SUMMARY JUDGMENT ON CLAIM INVESTIGATION NOT APPROPRIATE WHEN HOMEOWNER REPLACES ROOF BEFORE ADJUSTER CAN INSPECT, BUT ADJUSTER SUBSEQUENTLY DOES LITTLE MORE THAN TAKE PICTURES
In Santacruz v. Allstate Texas Lloyd’s, Inc., 2014 WL 5870429 (5th Cir. November 13, 2014,) the 5th Circuit reversed a summary judgment in favor of Santacruz’s homeowner’s insurance carrier on the basis that Santacruz had raised fact questions on the reasonableness of the adjuster’s claim investigation and the damages arising from the alleged breach of the duty of good faith and fair dealing. The matter was remanded for further proceedings in the Northern District of Texas trial court. Plaintiff alleged a June 28, 2010, rainstorm in Dallas blew several shingles off his roof, thereby causing the roof to leak and part of the roof to collapse. He promptly reported the claim to his carrier who advised him it would be a couple of days before an adjuster could inspect the roof. He advised the carrier that more storms were forecast for the rest of the week and that his contractor advised the roof needed to be replaced rather than patched or tarped. The carrier reportedly advised that they needed to inspect the roof before any repairs. The Plaintiff promptly replaced the roof, anyway. The adjuster subsequently inspected the roof, took pictures of the roof and interior, but did no further investigation. The claim was then denied.

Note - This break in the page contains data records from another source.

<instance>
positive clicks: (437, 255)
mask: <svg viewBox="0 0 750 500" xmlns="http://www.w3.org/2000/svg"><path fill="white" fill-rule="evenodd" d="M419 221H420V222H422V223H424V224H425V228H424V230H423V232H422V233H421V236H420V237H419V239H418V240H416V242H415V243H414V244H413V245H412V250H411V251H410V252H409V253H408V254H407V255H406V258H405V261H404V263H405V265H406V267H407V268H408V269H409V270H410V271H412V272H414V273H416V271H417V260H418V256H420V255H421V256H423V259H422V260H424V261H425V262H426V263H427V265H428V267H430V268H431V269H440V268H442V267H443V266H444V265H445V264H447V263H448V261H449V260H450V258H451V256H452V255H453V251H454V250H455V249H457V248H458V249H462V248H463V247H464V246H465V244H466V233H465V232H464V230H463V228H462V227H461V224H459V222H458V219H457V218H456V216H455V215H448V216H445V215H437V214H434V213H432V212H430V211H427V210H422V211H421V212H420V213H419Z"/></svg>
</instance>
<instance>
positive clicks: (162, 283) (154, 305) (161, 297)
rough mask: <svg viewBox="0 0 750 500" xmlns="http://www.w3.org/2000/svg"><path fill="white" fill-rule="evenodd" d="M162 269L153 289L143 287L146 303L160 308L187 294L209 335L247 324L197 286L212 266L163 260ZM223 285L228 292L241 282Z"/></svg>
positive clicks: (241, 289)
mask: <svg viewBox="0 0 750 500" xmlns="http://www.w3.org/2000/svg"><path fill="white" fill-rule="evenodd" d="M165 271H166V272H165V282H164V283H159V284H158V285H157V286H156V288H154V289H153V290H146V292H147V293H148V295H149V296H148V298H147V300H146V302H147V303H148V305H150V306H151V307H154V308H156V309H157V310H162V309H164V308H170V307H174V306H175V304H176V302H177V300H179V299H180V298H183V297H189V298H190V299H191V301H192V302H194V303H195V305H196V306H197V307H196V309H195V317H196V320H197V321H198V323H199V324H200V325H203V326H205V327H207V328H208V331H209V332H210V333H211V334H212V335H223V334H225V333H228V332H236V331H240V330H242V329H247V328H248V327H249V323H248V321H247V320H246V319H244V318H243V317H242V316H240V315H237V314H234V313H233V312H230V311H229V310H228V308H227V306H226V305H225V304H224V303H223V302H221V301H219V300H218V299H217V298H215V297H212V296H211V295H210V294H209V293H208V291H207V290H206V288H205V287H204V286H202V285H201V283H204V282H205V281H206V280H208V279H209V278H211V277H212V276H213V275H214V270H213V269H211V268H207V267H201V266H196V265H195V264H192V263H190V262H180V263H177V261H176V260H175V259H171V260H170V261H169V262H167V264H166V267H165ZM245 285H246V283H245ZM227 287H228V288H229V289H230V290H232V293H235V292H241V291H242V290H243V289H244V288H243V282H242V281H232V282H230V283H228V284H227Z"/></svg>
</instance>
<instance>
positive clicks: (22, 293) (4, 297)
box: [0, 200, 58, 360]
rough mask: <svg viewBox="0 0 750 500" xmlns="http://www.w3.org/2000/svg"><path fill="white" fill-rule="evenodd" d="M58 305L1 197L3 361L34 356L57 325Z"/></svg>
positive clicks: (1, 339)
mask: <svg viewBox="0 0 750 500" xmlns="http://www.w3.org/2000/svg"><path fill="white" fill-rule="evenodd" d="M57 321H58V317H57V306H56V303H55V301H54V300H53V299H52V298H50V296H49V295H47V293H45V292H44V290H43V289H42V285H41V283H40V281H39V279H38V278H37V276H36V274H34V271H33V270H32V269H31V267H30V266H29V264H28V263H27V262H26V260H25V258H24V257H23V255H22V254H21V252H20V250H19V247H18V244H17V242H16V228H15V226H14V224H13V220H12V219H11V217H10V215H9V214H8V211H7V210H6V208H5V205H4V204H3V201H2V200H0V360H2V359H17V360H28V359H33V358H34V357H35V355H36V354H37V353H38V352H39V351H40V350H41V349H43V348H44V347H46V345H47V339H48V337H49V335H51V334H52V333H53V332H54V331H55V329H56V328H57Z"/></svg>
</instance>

When considering the carrier’s motion for summary judgment, the trial court focused its attention on whether Allstate had a reasonable basis for denying the claim. The trial court believed Allstate has such a basis because they were denied “access to the damaged property” by the Plaintiff’s replacing the roof before it could be inspected. The Plaintiff contended he was prompted to do the quick repairs because of the impending storms and his contractual duty to “make reasonable and necessary repairs to protect the property.” The Court of Appeals disagreed with the trial court and held there was a question of fact about the reasonableness of the claim denial and investigation because Allstate did not attempt to talk to the contractor nor obtain any weather reports. These additional efforts would have revealed the condition of the roof when the contractor observed it and why he felt the condition was due to covered wind damage. The Court of Appeals further held that the Plaintiff’s testimony about the lost value of his personal and household items, and production of the invoice and estimates from two contractors about repair costs, were sufficient to raise fact questions about damages. Summary judgment was not appropriate on that record.